Pest Control, Flicker Anthology, 2018
43 Pearls, North Coast Squid, 2018
Deal or No Deal, Rain Magazine, 2018
Just One Smile, Rain Magazine, 2017
Sacred, North Coast Squid, 2016
Selkie, Rain Magazine, 2016
Laid to Rest, Chicken Poop on My Sole, 2016
Eulogy for a Goldfish, Upper Left Edge, 2015
Eulogy for a Goldfish
Pig, our family goldfish, died recently at the age of three years. He was purchased with low expectations, having cost only 25 cents. Nevertheless, he was an ambitious soul for a feeder fish. He surpassed our initial hopes of surviving a couple of weeks, and then grew from a miniscule one inch to a leviathan eight and a quarter inches (post mortem measurement). This caused me to spend a great deal more money than I’d planned, upgrading from the simple goldfish bowl in which he arrived to a tank that could accommodate such a behemoth.
Pig was a good fish—he never drooled or pooped on me (which is more than I can say for other members of my household, both human and non-human) and he was considerate enough not to eat the tank mates who later moved in. Unconditionally, he would express excitement when I came home or walked past his tank. Probably because he wanted to be fed. Still, he was always appreciative about being fed, and never complained about my cooking.
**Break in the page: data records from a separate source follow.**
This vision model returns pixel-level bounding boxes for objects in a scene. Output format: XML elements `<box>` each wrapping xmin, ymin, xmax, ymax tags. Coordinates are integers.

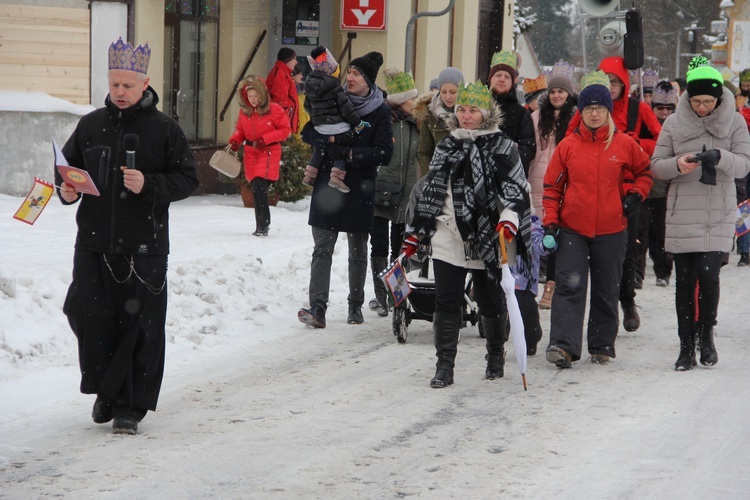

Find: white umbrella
<box><xmin>499</xmin><ymin>236</ymin><xmax>528</xmax><ymax>390</ymax></box>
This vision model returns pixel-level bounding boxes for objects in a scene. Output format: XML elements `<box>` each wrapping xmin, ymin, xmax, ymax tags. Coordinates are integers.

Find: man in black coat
<box><xmin>298</xmin><ymin>51</ymin><xmax>394</xmax><ymax>328</ymax></box>
<box><xmin>56</xmin><ymin>39</ymin><xmax>198</xmax><ymax>435</ymax></box>
<box><xmin>488</xmin><ymin>51</ymin><xmax>536</xmax><ymax>175</ymax></box>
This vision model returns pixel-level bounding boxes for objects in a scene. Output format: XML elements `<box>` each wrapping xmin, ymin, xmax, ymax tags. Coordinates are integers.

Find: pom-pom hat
<box><xmin>384</xmin><ymin>69</ymin><xmax>418</xmax><ymax>104</ymax></box>
<box><xmin>578</xmin><ymin>70</ymin><xmax>613</xmax><ymax>113</ymax></box>
<box><xmin>108</xmin><ymin>38</ymin><xmax>150</xmax><ymax>74</ymax></box>
<box><xmin>686</xmin><ymin>56</ymin><xmax>723</xmax><ymax>98</ymax></box>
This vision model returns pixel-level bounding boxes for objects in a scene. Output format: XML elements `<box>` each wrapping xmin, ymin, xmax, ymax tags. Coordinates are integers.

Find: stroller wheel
<box><xmin>393</xmin><ymin>306</ymin><xmax>408</xmax><ymax>344</ymax></box>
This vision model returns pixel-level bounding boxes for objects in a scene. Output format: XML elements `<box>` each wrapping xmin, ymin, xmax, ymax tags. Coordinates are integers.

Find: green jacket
<box><xmin>414</xmin><ymin>92</ymin><xmax>452</xmax><ymax>177</ymax></box>
<box><xmin>374</xmin><ymin>113</ymin><xmax>419</xmax><ymax>224</ymax></box>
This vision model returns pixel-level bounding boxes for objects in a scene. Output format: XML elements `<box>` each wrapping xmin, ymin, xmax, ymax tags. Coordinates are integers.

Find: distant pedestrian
<box><xmin>266</xmin><ymin>47</ymin><xmax>299</xmax><ymax>133</ymax></box>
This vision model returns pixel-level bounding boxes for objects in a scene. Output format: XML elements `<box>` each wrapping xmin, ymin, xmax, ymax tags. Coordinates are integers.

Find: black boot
<box><xmin>675</xmin><ymin>332</ymin><xmax>696</xmax><ymax>371</ymax></box>
<box><xmin>697</xmin><ymin>322</ymin><xmax>718</xmax><ymax>366</ymax></box>
<box><xmin>430</xmin><ymin>311</ymin><xmax>461</xmax><ymax>388</ymax></box>
<box><xmin>481</xmin><ymin>315</ymin><xmax>506</xmax><ymax>380</ymax></box>
<box><xmin>369</xmin><ymin>256</ymin><xmax>389</xmax><ymax>317</ymax></box>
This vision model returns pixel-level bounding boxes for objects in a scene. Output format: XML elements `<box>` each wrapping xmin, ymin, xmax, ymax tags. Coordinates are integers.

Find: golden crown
<box><xmin>456</xmin><ymin>80</ymin><xmax>492</xmax><ymax>110</ymax></box>
<box><xmin>523</xmin><ymin>74</ymin><xmax>548</xmax><ymax>94</ymax></box>
<box><xmin>580</xmin><ymin>70</ymin><xmax>610</xmax><ymax>90</ymax></box>
<box><xmin>108</xmin><ymin>38</ymin><xmax>151</xmax><ymax>74</ymax></box>
<box><xmin>491</xmin><ymin>50</ymin><xmax>518</xmax><ymax>69</ymax></box>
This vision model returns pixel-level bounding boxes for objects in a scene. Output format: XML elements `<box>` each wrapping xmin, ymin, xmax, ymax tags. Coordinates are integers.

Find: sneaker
<box><xmin>655</xmin><ymin>277</ymin><xmax>669</xmax><ymax>287</ymax></box>
<box><xmin>328</xmin><ymin>176</ymin><xmax>351</xmax><ymax>193</ymax></box>
<box><xmin>298</xmin><ymin>305</ymin><xmax>326</xmax><ymax>328</ymax></box>
<box><xmin>622</xmin><ymin>302</ymin><xmax>641</xmax><ymax>332</ymax></box>
<box><xmin>347</xmin><ymin>304</ymin><xmax>364</xmax><ymax>324</ymax></box>
<box><xmin>368</xmin><ymin>298</ymin><xmax>388</xmax><ymax>317</ymax></box>
<box><xmin>112</xmin><ymin>416</ymin><xmax>138</xmax><ymax>435</ymax></box>
<box><xmin>739</xmin><ymin>253</ymin><xmax>749</xmax><ymax>267</ymax></box>
<box><xmin>590</xmin><ymin>354</ymin><xmax>610</xmax><ymax>365</ymax></box>
<box><xmin>546</xmin><ymin>345</ymin><xmax>572</xmax><ymax>369</ymax></box>
<box><xmin>92</xmin><ymin>395</ymin><xmax>113</xmax><ymax>424</ymax></box>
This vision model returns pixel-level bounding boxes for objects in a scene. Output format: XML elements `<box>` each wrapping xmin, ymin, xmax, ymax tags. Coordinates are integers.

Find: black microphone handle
<box><xmin>126</xmin><ymin>151</ymin><xmax>135</xmax><ymax>169</ymax></box>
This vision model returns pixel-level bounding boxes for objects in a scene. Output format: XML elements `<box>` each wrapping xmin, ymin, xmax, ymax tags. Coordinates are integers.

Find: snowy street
<box><xmin>1</xmin><ymin>194</ymin><xmax>749</xmax><ymax>498</ymax></box>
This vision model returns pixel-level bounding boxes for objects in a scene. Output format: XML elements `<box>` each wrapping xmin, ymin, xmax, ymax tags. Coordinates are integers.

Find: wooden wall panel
<box><xmin>0</xmin><ymin>5</ymin><xmax>90</xmax><ymax>104</ymax></box>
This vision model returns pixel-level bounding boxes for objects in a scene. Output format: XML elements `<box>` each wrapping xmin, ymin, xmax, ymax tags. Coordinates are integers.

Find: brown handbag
<box><xmin>209</xmin><ymin>145</ymin><xmax>242</xmax><ymax>177</ymax></box>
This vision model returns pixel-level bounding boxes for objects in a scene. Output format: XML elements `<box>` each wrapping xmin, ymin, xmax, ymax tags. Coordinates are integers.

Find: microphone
<box><xmin>123</xmin><ymin>134</ymin><xmax>139</xmax><ymax>169</ymax></box>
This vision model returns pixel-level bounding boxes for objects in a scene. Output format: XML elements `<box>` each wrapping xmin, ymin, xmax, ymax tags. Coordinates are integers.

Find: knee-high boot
<box><xmin>370</xmin><ymin>256</ymin><xmax>389</xmax><ymax>316</ymax></box>
<box><xmin>431</xmin><ymin>311</ymin><xmax>461</xmax><ymax>388</ymax></box>
<box><xmin>482</xmin><ymin>315</ymin><xmax>506</xmax><ymax>379</ymax></box>
<box><xmin>697</xmin><ymin>322</ymin><xmax>718</xmax><ymax>366</ymax></box>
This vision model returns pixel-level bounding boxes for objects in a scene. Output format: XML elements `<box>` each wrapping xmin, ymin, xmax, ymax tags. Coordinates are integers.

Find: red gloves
<box><xmin>254</xmin><ymin>137</ymin><xmax>267</xmax><ymax>150</ymax></box>
<box><xmin>228</xmin><ymin>139</ymin><xmax>240</xmax><ymax>151</ymax></box>
<box><xmin>496</xmin><ymin>220</ymin><xmax>518</xmax><ymax>240</ymax></box>
<box><xmin>401</xmin><ymin>235</ymin><xmax>420</xmax><ymax>258</ymax></box>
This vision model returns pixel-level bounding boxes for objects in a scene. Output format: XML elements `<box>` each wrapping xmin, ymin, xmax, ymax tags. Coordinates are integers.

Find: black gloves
<box><xmin>694</xmin><ymin>145</ymin><xmax>721</xmax><ymax>186</ymax></box>
<box><xmin>622</xmin><ymin>192</ymin><xmax>642</xmax><ymax>218</ymax></box>
<box><xmin>542</xmin><ymin>225</ymin><xmax>558</xmax><ymax>250</ymax></box>
<box><xmin>326</xmin><ymin>144</ymin><xmax>351</xmax><ymax>161</ymax></box>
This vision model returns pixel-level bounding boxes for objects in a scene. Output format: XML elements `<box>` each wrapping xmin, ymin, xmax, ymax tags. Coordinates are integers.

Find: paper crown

His only vice was occasionally stealing food from the plecostomus, but that was forgivable because he was terribly hungry and very large, and again, he was kind enough not to eat anyone. Plus, no harm done in snatching food from the plecostomus because, to be frank, the plecostomus has the personality of a doorknob. Bottom feeder.
Pig is survived by the aforementioned plecostomus, two tetras, and a small community of sea monkeys (who, as a colony, have more personality than the plecostomus).
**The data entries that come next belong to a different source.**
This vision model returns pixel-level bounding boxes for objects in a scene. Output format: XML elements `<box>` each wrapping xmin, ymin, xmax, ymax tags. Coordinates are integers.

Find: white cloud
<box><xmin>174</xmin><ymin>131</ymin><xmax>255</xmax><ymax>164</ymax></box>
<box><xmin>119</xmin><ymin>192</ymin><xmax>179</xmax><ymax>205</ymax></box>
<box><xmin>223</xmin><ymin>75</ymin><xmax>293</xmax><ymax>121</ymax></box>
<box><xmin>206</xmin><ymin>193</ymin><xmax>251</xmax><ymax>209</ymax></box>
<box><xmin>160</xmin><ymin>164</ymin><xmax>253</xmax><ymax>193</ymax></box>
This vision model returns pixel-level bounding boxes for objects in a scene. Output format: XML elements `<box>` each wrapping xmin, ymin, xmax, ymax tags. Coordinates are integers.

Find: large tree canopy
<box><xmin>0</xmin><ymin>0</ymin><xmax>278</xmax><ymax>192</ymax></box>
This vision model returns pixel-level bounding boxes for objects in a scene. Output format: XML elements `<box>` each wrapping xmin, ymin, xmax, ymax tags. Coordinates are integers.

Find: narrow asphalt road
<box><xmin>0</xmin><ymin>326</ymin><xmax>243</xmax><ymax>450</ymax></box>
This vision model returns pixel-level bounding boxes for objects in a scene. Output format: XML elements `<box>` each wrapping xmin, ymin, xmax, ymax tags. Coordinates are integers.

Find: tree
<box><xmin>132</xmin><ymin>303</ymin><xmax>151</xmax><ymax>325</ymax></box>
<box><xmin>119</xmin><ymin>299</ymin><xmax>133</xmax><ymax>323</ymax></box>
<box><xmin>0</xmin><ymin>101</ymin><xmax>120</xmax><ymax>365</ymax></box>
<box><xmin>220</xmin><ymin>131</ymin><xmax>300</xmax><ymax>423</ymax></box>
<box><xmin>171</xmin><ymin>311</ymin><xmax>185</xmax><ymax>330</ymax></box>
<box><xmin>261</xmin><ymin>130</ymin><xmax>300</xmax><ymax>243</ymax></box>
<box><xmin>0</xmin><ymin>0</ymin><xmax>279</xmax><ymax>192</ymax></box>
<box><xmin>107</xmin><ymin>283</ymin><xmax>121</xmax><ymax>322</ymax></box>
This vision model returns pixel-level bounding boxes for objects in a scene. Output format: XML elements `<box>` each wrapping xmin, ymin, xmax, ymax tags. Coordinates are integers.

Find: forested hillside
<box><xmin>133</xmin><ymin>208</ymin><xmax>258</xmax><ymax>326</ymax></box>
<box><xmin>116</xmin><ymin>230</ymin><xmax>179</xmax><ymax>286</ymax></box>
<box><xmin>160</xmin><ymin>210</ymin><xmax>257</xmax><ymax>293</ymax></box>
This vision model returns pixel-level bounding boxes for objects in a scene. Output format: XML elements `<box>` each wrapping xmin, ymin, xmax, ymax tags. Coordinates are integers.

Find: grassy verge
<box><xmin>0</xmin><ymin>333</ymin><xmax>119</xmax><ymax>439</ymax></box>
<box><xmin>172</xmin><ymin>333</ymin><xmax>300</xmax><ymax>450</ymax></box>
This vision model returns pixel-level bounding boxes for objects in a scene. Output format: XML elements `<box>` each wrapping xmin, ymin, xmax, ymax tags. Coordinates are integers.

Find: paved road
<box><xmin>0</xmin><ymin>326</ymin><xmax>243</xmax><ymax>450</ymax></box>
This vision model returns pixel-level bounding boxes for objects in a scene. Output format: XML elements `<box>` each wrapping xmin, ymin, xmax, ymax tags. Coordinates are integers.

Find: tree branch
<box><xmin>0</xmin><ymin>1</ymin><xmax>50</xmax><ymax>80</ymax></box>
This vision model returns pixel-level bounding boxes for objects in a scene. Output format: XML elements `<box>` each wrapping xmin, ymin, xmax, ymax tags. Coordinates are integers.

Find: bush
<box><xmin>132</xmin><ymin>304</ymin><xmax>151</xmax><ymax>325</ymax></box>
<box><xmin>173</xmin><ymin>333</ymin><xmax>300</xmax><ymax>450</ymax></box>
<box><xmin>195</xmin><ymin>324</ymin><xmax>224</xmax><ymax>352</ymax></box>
In my grief, I made the mistake of visiting a pet store, eleven-year-old twin sons in tow. As I considered the possible candidates, I noted that none of them said hello or even waved a little fin in my direction. I miss Pig’s way of asking for food (communicated via a silent but determined flick of the tail and the mouthing of the words, FEED ME). I used to lower my hand to the water and hold out a pellet, and he would swim right up and gently take it from my fingers, pumping his gills in a show of gratitude. Could any of these other fish do that? Scrutinizing the grotesque, mutated pop-eyed goldfish, wobbling back and forth in a struggle to simply stay upright, I doubted it.
I was about to settle for a few more tetras and a black and white spotted shubunkin when my boys spotted the fish of their dreams: a red-bellied piranha. Zipping around his tank, he definitely had more personality than the plecostomus. Feeding him by hand, however, seemed ill-advised. After much pleading from the boys, much gnashing of teeth from the piranha, and much forking over of cash to the shopkeeper ($5 for the fish and $37 for a tank heater, two containers of tropical fish food, and four feeder goldfish who, in my defense, did not at all resemble Pig), I found myself holding a leaky plastic bag. Double bagged, since the little beast had bitten a hole in the first one, and was steadily working his way through the second.
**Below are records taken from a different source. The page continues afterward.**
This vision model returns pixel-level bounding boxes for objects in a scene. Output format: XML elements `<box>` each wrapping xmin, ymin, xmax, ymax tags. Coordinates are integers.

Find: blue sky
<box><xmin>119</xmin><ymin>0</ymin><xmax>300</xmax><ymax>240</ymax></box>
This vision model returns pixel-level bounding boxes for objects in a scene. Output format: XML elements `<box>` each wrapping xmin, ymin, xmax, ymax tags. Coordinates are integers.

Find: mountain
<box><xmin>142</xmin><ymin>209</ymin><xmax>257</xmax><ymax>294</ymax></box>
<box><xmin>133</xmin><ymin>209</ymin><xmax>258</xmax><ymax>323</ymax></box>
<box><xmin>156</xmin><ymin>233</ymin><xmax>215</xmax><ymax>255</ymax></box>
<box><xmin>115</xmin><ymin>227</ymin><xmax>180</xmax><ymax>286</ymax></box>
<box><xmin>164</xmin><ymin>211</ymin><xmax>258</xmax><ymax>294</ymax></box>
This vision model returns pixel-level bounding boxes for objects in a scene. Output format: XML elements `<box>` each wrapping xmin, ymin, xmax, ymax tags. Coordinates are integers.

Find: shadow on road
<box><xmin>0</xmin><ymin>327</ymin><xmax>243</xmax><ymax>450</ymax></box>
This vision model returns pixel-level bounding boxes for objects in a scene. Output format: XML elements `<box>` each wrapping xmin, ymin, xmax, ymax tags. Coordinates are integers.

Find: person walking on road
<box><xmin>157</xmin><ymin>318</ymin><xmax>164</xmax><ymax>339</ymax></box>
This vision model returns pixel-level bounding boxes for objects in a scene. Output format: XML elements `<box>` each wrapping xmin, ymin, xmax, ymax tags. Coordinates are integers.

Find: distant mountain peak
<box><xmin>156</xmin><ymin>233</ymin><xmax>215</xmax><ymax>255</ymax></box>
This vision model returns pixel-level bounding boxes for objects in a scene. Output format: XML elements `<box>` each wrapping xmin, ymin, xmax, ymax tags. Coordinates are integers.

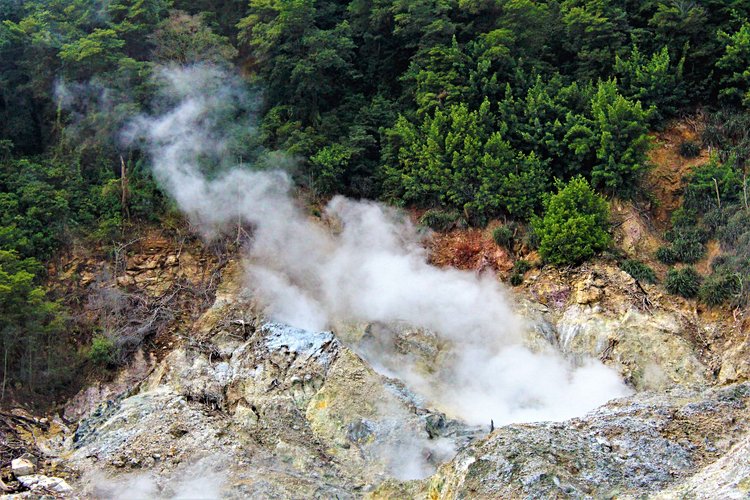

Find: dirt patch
<box><xmin>427</xmin><ymin>223</ymin><xmax>514</xmax><ymax>275</ymax></box>
<box><xmin>645</xmin><ymin>119</ymin><xmax>709</xmax><ymax>227</ymax></box>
We got everyone more or less happily settled at home: the piranha in the large tank; the feeder fish, tetras, and plecostomus in a smaller tank next to the jar of sea monkeys; and two boys with their faces glued to the glass of the piranha’s aquarium, brainstorming names for their new friend. They finally decided on Gladiator—Glad, for short—because he is a vicious fighter. Like Pig, the piranha does show appreciation for being fed (even if he seems a bit overzealous).
We were curious to know why Pig died. He wasn’t sick—he was swimming well and eating regularly (that is to say, often and with vigor). To determine the cause of death, we decided to conduct a do-it-yourself necropsy. For the sake of education, quality family time, and to put my mind at ease. It was a perfectly normal thing people do every day, somewhere on the planet, I’m sure.
After googling information on fish anatomy, we gathered around the kitchen table, donned sandwich baggies as gloves and headlamps for light, and got to work. Yes, it smelled. The sight of fish entrails on a sterile white dinner plate was no picnic either. But, after a number of incisions and trips outside for fresh air, we were able to rule out parasites or dropsy and conclude that the culprit was old age. The boys learned that science is fun and educational, and promised not to become homicidal maniacs when they grow up.
As for Pig, who was far too large to flush and send to the great fishbowl in the sky, we considered feeding his remains to the piranha, but that was a little too much circle of life for one day. (Translation: he was so huge, I worried the piranha would choke and I’d be out five dollars.) Instead, he was laid to rest under a tree with swaying branches, where he could nourish its roots and sleep peacefully for eternity, dreaming of an endless line of hands offering his favorite snack.